美術ジャーナリスト坂野直子(ばんのなおこ)が展覧会、個展を実際に見て批評していきます。

今年のオルセー美術館展

2014年01月29日 | 展覧会
パリ・オルセー美術館展は人気があり、これまでも多様な切り口で日本で近代美術が紹介されています。
今年の夏から開催される当展は、印象派の殿堂である当美術館の中でも印象派の誕生をテーマに、油彩約80点が紹介されます。
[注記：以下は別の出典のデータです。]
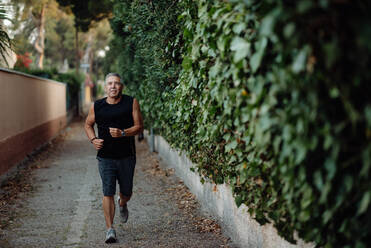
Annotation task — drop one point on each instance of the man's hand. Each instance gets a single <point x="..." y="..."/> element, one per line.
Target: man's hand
<point x="115" y="132"/>
<point x="98" y="143"/>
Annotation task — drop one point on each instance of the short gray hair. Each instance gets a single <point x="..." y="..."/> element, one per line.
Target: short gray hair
<point x="112" y="74"/>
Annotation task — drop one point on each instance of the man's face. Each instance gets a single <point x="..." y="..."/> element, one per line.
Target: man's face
<point x="113" y="87"/>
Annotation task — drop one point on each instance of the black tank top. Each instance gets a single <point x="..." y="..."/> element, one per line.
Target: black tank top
<point x="117" y="115"/>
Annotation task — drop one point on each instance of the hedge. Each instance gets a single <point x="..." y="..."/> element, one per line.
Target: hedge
<point x="271" y="97"/>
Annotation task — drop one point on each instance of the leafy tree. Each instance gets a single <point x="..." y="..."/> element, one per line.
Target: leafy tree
<point x="86" y="13"/>
<point x="34" y="13"/>
<point x="5" y="41"/>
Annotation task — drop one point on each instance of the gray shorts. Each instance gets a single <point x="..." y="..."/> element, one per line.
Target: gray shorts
<point x="121" y="170"/>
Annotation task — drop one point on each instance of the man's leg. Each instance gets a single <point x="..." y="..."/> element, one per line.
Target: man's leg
<point x="107" y="171"/>
<point x="109" y="210"/>
<point x="124" y="199"/>
<point x="125" y="177"/>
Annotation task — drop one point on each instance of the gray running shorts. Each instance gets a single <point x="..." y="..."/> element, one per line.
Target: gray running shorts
<point x="121" y="170"/>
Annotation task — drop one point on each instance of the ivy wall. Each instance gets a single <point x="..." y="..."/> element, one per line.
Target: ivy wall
<point x="271" y="97"/>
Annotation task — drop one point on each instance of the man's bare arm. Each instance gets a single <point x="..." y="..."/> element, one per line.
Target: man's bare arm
<point x="89" y="129"/>
<point x="136" y="128"/>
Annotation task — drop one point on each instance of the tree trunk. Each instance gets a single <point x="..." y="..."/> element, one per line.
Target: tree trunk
<point x="77" y="64"/>
<point x="40" y="41"/>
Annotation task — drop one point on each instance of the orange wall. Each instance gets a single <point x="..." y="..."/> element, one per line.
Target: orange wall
<point x="32" y="111"/>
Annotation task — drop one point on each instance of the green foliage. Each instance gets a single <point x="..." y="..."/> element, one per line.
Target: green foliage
<point x="271" y="97"/>
<point x="71" y="79"/>
<point x="87" y="12"/>
<point x="5" y="41"/>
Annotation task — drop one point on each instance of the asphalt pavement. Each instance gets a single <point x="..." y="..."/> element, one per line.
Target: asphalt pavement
<point x="64" y="209"/>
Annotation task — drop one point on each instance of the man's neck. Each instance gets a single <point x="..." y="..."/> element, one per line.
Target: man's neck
<point x="113" y="100"/>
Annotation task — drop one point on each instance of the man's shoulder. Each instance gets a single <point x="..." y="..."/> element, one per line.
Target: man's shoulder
<point x="99" y="102"/>
<point x="127" y="97"/>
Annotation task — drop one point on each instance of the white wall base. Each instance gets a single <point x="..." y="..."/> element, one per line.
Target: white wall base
<point x="219" y="202"/>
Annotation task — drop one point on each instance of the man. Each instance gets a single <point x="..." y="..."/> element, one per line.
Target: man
<point x="118" y="119"/>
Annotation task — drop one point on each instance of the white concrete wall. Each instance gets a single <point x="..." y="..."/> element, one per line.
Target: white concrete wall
<point x="219" y="201"/>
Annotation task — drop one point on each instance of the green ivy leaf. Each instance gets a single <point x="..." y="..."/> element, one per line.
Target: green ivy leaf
<point x="363" y="206"/>
<point x="241" y="48"/>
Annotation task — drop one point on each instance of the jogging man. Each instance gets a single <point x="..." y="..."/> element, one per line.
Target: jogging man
<point x="118" y="119"/>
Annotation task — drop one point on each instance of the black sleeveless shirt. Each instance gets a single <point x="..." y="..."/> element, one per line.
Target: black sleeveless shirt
<point x="117" y="115"/>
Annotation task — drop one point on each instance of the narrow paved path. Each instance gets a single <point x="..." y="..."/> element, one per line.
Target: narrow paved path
<point x="64" y="209"/>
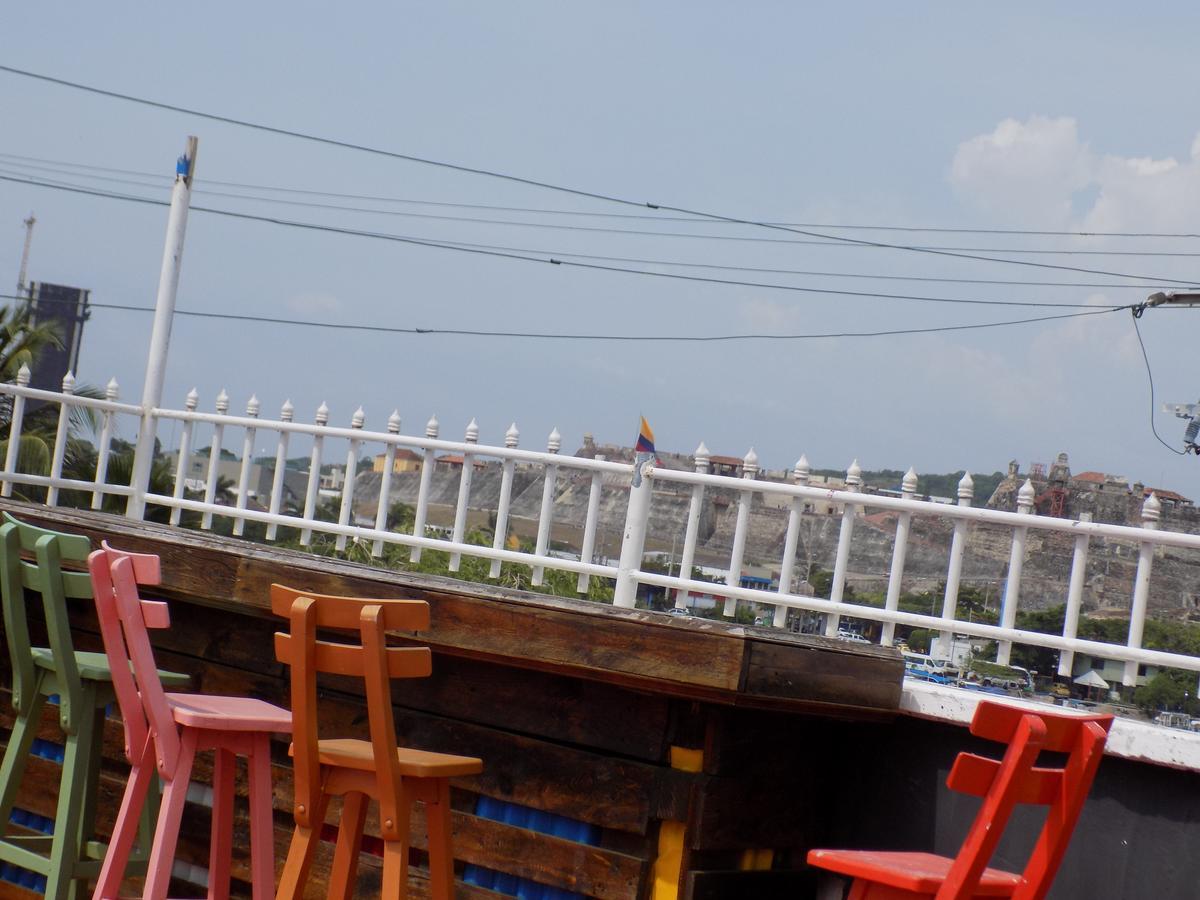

印象派の誕生、1874年の「第1回印象派展」開催から今年で140年。
近代美術の萌芽を代表する瑞々しい作品が並びます。
中でも、掲載の作品、マネの「笛を吹く少年」(1866年)は、本展の目玉であり、鼓笛隊に扮装した少年が、黒い輪郭線で画面に際立たせる描法で、ベラスケスや日本の浮世絵に影響を受けた作品と知られています。
そして、最愛の妻を描いた日本初公開の肖像など、マネの作品が11点公開されるのも本展の魅力の一つです。
マネに始まり、モネ、ルノワール、ドガ、セザンヌら印象派の立役者となった画家たちはもちろんのこと、同時代のコローやミレー、クールベのレアリスムから、カバネル、ブグローらのアカデミズム絵画まで幅広く紹介されます。
マネは実際は印象派展に出品することはありまでんでしたが、若い前衛画家たちの精神的な支柱となって、自らも近代美術の新しい視点の裸婦像「草上の昼食」などを発表し、パリジャンたちをあっと言わせました。
本展では、モネが印象派の技法に目覚めた北フランスの雪景色の「かささぎ」は、私も好きな1点です。雪に覆われた農家の一隅をとらえた作品は、日本的な詩情を感じさせます。
また、バジ―ルの「家族の集い」は、故郷をモンペリエに近い別荘に集ったバジ―ル一族の肖像で見ごたえがあります。若き天才と評されたバジ―ルは、兵役によって命を落とし、生きていれば、印象派の発展に寄与した画家であると惜しまれています。